Jul 05 2009 08:59 am
Posted by ekowalsk under Uncategorized
Fourth Grade Slump
Wanda B. Hedrick, Janis M. Harmon, and Karen D. Wood address the “fourth grade slump” in the article “From Trade Books to Textbooks: Helping Bilingual Students Make the Transition.” This slump is often seen when students must transition to nonfiction texts from the primarily fiction texts they read in the earlier grades.
The authors discussed ways to help students with this transition, particularly the TAB (Talking About Books) Book club. In this method, students read, write, and talk about informational texts in small groups to hold a content area book club. First, they discuss ideas and prior knowledge, then they read the text and gather information. The final step is for students to write about their interpretations (individiually and collaboratively) and extend and share their ideas with others.

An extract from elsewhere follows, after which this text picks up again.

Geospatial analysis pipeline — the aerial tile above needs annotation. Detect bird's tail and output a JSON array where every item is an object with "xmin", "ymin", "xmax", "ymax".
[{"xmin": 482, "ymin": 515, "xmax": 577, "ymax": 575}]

The authors worked with students to help them discuss and examine the different features of fiction, nonfiction, and textbooks and how readers read these texts. They also worked with internal text structure such as cause and effect. ELL students especially benefit from this focus on text structure as they build content area conceptual understandings.

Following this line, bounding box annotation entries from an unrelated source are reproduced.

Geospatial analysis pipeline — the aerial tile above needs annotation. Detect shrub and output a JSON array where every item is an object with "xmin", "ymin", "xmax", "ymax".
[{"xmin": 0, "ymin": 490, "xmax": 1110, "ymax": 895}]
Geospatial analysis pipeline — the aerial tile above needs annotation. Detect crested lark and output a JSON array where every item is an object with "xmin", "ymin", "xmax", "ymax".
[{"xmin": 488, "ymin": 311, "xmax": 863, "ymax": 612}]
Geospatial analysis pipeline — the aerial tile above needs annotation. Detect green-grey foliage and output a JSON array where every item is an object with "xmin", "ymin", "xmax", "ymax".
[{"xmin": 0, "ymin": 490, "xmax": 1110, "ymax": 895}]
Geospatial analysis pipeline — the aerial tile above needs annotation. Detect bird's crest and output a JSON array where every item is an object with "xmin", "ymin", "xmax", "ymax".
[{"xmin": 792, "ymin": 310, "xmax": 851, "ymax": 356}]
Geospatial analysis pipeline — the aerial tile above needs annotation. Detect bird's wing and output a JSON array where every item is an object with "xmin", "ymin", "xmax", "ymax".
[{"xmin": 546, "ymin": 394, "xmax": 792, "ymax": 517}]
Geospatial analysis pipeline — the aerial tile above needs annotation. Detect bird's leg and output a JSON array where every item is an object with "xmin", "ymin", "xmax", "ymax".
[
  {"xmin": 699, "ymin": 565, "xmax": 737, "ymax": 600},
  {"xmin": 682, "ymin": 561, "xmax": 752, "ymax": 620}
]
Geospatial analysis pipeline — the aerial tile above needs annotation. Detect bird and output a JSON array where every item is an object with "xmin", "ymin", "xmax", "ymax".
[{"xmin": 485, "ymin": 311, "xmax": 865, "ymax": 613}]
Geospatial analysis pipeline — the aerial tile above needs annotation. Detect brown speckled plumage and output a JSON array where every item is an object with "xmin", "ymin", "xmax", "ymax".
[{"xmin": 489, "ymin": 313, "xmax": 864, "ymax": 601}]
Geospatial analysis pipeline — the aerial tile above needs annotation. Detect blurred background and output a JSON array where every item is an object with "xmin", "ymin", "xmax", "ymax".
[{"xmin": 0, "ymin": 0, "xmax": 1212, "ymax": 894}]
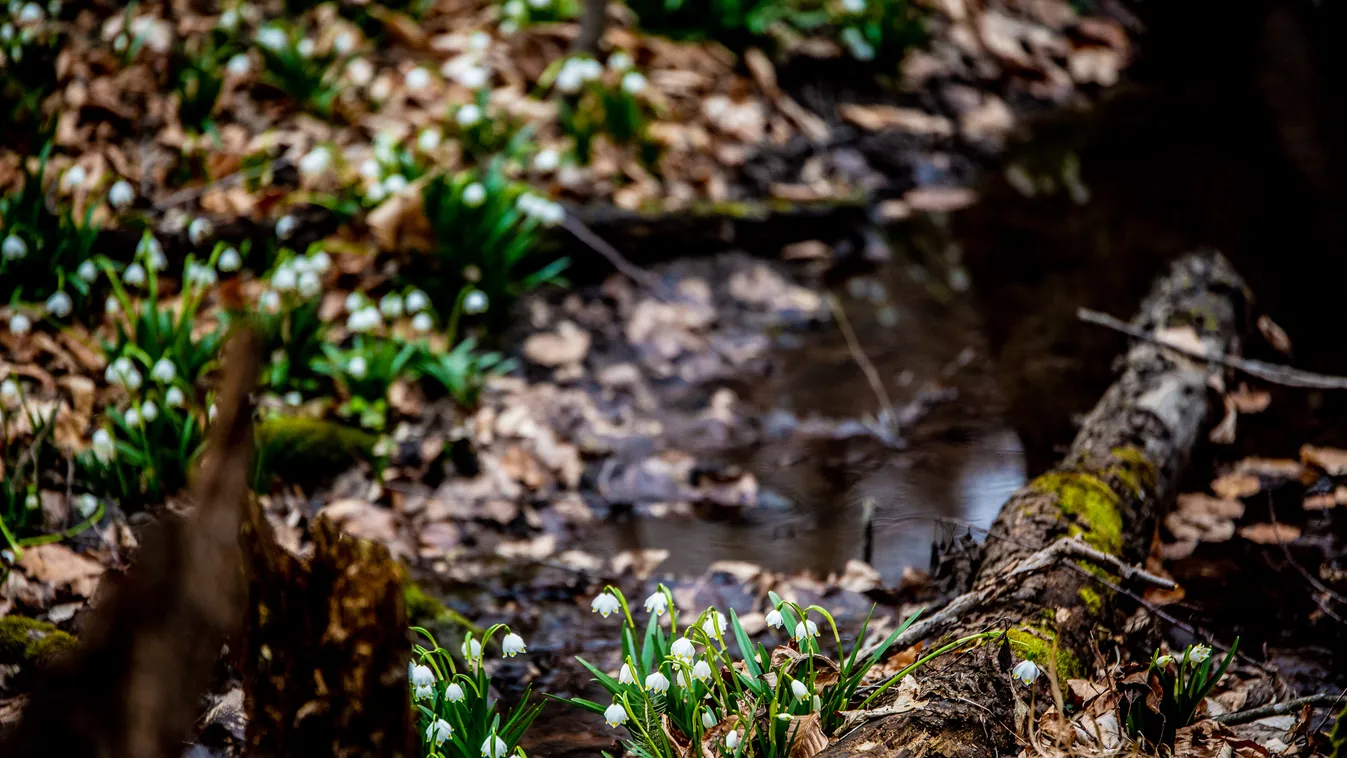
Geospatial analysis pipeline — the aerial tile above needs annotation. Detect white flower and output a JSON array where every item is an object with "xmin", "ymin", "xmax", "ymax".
[
  {"xmin": 150, "ymin": 358, "xmax": 178, "ymax": 384},
  {"xmin": 426, "ymin": 719, "xmax": 454, "ymax": 747},
  {"xmin": 1010, "ymin": 661, "xmax": 1040, "ymax": 684},
  {"xmin": 791, "ymin": 679, "xmax": 810, "ymax": 700},
  {"xmin": 461, "ymin": 640, "xmax": 482, "ymax": 662},
  {"xmin": 346, "ymin": 355, "xmax": 369, "ymax": 378},
  {"xmin": 108, "ymin": 179, "xmax": 136, "ymax": 209},
  {"xmin": 93, "ymin": 429, "xmax": 117, "ymax": 463},
  {"xmin": 645, "ymin": 590, "xmax": 669, "ymax": 615},
  {"xmin": 299, "ymin": 145, "xmax": 333, "ymax": 176},
  {"xmin": 9, "ymin": 314, "xmax": 32, "ymax": 334},
  {"xmin": 61, "ymin": 164, "xmax": 89, "ymax": 190},
  {"xmin": 379, "ymin": 292, "xmax": 403, "ymax": 319},
  {"xmin": 463, "ymin": 289, "xmax": 488, "ymax": 315},
  {"xmin": 669, "ymin": 637, "xmax": 696, "ymax": 661},
  {"xmin": 47, "ymin": 292, "xmax": 74, "ymax": 319},
  {"xmin": 622, "ymin": 71, "xmax": 647, "ymax": 94},
  {"xmin": 645, "ymin": 672, "xmax": 669, "ymax": 695},
  {"xmin": 0, "ymin": 234, "xmax": 28, "ymax": 261},
  {"xmin": 445, "ymin": 681, "xmax": 463, "ymax": 703},
  {"xmin": 276, "ymin": 214, "xmax": 299, "ymax": 240},
  {"xmin": 454, "ymin": 102, "xmax": 482, "ymax": 129},
  {"xmin": 256, "ymin": 27, "xmax": 290, "ymax": 53},
  {"xmin": 463, "ymin": 182, "xmax": 486, "ymax": 207},
  {"xmin": 407, "ymin": 289, "xmax": 430, "ymax": 314},
  {"xmin": 501, "ymin": 631, "xmax": 528, "ymax": 658},
  {"xmin": 416, "ymin": 127, "xmax": 442, "ymax": 152},
  {"xmin": 603, "ymin": 700, "xmax": 626, "ymax": 728},
  {"xmin": 590, "ymin": 590, "xmax": 625, "ymax": 619},
  {"xmin": 403, "ymin": 66, "xmax": 430, "ymax": 92},
  {"xmin": 75, "ymin": 493, "xmax": 98, "ymax": 518},
  {"xmin": 795, "ymin": 619, "xmax": 819, "ymax": 640},
  {"xmin": 216, "ymin": 248, "xmax": 244, "ymax": 271}
]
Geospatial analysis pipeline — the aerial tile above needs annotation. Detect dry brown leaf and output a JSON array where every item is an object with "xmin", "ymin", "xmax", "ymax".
[{"xmin": 1239, "ymin": 524, "xmax": 1300, "ymax": 545}]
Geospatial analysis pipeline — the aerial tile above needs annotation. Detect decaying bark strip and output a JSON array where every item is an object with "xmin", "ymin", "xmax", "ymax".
[{"xmin": 823, "ymin": 253, "xmax": 1246, "ymax": 758}]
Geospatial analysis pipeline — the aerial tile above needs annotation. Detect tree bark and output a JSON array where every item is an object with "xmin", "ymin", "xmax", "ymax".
[{"xmin": 822, "ymin": 253, "xmax": 1247, "ymax": 758}]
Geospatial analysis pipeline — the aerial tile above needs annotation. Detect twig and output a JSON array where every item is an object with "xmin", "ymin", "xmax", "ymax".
[
  {"xmin": 1211, "ymin": 692, "xmax": 1347, "ymax": 726},
  {"xmin": 826, "ymin": 292, "xmax": 898, "ymax": 436},
  {"xmin": 1076, "ymin": 308, "xmax": 1347, "ymax": 389}
]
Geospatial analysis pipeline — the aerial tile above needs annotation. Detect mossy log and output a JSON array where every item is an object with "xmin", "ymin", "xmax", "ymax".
[{"xmin": 824, "ymin": 253, "xmax": 1247, "ymax": 758}]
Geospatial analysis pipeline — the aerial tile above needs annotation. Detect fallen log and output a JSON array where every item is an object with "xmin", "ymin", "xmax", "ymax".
[{"xmin": 820, "ymin": 253, "xmax": 1247, "ymax": 758}]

What other ways do you know of or use to combat this fourth grade slump as students transition from fiction tradebooks to nonfiction texts?

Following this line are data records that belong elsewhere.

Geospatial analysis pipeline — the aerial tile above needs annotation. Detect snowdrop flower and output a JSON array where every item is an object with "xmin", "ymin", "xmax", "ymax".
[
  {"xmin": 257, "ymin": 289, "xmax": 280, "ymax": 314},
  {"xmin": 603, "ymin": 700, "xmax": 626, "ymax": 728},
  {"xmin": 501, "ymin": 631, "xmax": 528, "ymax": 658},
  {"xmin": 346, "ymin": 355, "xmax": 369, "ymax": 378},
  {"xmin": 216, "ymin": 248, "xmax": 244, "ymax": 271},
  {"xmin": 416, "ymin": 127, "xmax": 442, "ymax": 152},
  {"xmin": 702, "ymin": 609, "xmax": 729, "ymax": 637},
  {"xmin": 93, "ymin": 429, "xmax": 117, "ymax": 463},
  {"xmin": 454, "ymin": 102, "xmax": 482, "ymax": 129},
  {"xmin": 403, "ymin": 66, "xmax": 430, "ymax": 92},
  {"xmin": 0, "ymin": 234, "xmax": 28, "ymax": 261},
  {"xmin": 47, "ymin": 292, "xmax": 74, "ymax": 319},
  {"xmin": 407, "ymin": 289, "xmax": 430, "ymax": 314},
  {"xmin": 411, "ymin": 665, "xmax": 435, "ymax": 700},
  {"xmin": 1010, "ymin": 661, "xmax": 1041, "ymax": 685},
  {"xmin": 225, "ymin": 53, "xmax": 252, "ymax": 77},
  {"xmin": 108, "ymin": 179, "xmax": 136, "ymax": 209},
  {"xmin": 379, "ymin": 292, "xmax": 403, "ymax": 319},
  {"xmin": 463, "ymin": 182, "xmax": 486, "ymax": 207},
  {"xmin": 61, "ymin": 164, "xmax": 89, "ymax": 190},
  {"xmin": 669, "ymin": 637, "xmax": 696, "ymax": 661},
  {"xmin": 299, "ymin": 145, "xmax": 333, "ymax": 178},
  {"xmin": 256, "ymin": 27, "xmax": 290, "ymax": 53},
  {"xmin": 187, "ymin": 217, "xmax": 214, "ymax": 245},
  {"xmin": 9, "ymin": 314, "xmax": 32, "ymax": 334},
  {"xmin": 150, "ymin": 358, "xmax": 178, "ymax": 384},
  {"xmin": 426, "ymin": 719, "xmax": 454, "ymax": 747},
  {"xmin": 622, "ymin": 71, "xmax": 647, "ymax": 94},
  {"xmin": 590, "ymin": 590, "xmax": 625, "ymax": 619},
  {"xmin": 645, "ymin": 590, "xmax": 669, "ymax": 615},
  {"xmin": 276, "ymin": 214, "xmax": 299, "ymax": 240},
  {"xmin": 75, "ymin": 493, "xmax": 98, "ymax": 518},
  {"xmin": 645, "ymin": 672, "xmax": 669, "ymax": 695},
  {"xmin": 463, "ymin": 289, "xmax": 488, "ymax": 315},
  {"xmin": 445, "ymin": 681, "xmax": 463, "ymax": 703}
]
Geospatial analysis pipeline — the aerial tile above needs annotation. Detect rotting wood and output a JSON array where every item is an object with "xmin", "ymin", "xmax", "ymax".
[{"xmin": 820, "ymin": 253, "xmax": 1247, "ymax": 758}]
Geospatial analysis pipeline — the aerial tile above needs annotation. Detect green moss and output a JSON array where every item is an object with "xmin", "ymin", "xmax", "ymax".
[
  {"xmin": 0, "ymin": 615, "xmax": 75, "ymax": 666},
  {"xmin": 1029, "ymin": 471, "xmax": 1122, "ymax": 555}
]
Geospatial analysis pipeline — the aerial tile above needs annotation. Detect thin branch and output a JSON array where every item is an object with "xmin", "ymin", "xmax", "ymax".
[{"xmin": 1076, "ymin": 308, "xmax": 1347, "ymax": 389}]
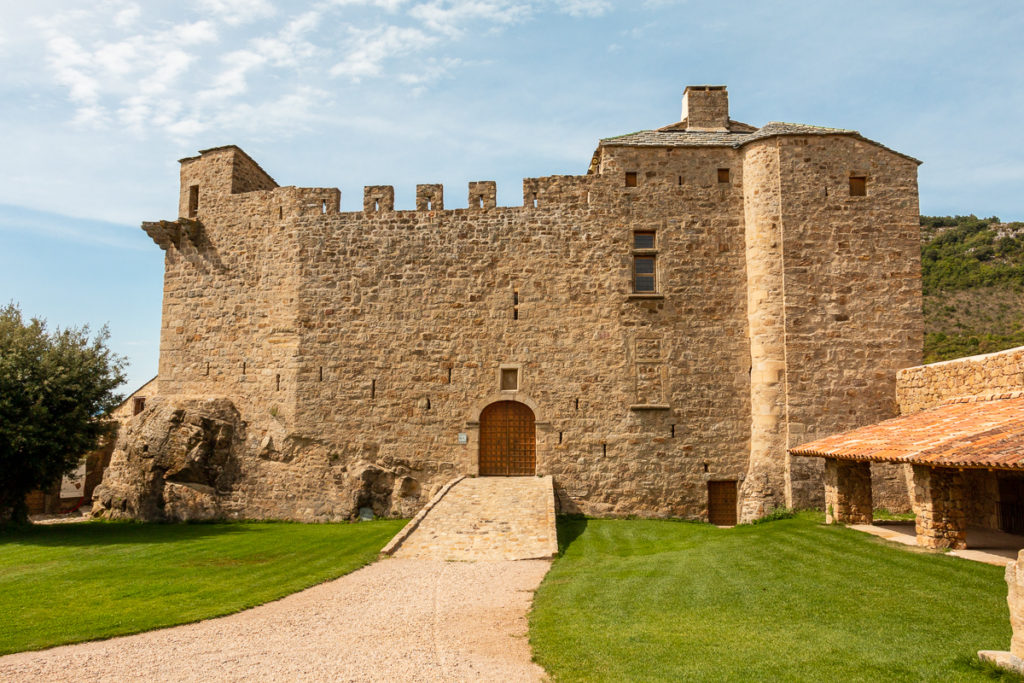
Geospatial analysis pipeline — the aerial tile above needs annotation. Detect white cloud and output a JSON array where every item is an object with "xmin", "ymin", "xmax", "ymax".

Rachel on 13 Jul 2009 at 2:10 pm #
I have seen this slump in action and it is quite saddening. Textbooks written at a fourth grade level are not for all fourth graders, just as fiction books written at a fourth grade level are not appropriate for all fourth graders. I love the idea of trade-books based in the content area. The only problem is that this requires a great deal of trade-books and could be quite costly. Another way was to use the textbook as part of a read-aloud or even shared reading. That way the teacher can scaffold the reading portion, but the content can be standard for all students.
mdurfee on 17 Jul 2009 at 8:04 am #
Weaknesses in ELLs academic language often show up around third or fourth grade. Some of the reasons for this have roots in second language development. It takes two to three years for students to develop Basic Conversational Skills (BICS), but five years to seven years (or more) for students to develop Cognitive Academic Language Proficiency (CALP). Students who are getting along fine in daily tasks can suddenly have the “bottom” drop out when the academic language becomes more difficult. I agree that teachers need to scaffold learning for many students during this time.
ekowalsk on 19 Jul 2009 at 12:32 pm #
Working with ELL students does present a special challenge at this age. Do you have any suggestions for how teachers can support their learning from your experience?